Load pretrained Imagenet models by pytorch #347

Kongsea · 2020-01-17T12:29:25Z

When I load a pretrained imagenet model by pytorch using a finetune task, an AssertionError: Checkpoint does not contain classy_state_dict was raised. So I want to know, how to load a imagenet model to initialize the backbone of a class model?
Thank you.

The text was updated successfully, but these errors were encountered:

mannatsingh · 2020-01-17T20:33:35Z

Hi @Kongsea ! If I understand the problem correctly, you are trying to load a pretrained model from torchvision (or elsewhere) and fine tune it with Classy Vision.

The recommended approach for doing something like this would be to do the following -

import torchvision.models as models
my_model = models.resnet18(pretrained=True)

from classy_vision.models import ClassyModelWrapper
my_classy_model = ClassyModelWrapper(my_model)
my_task = ClassificationTask().set_model(my_classy_model)
...

Note that I'm doing two things here -

Converting a PyTorch model to a ClassyModel using ClassyModelWrapper
Instead of using a FineTuningTask, I am using a regular ClassificationTask

Let me know if that gives you any trouble!

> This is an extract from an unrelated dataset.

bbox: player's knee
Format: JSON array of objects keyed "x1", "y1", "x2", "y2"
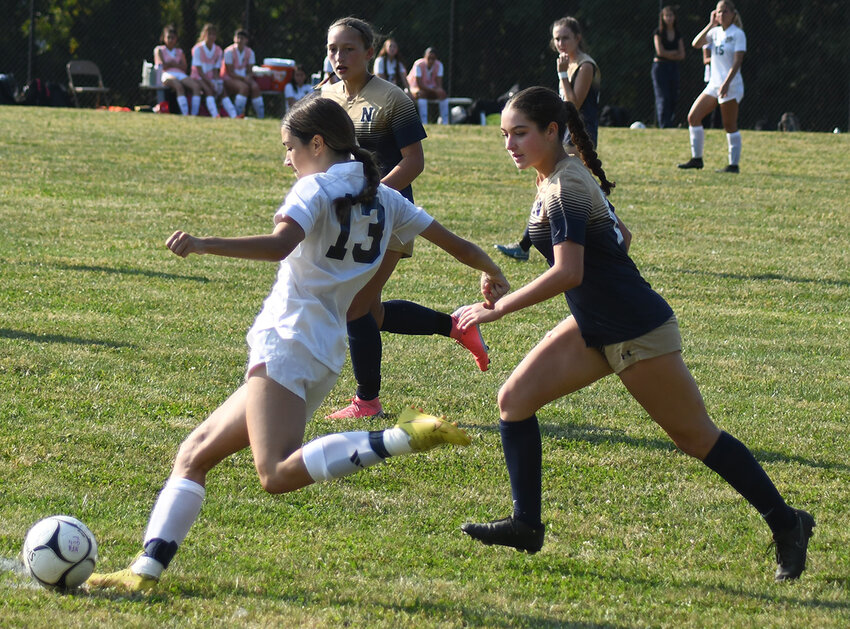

Kongsea · 2020-01-19T07:08:39Z

Thank you @mannatsingh for your advice.
However, after wrap the model using ClassyModelWrapper, When I add a custom head to it using model.set_heads({"block3-2": {head.unique_id: head}}), the following error was raised:

Exception has occurred: ValueError
block block3-2 does not exist or can not be attached

So how to change the default head (fullyconnected layer) according to my custom dataset?
Thank you.

Kongsea · 2020-01-19T12:17:59Z

Finally, I found we can first build the block and then set the model head using:

resnet_model.build_attachable_block("block3-2", resnet_model.model.layer4)
resnet_model.set_heads({"block3-2": {head.unique_id: head}})

However, we met a new question: how to set to freeze some layer of the pretrained resnet model and train only the last layers and the fc head?
Could you give me some advice? @mannatsingh Thank you.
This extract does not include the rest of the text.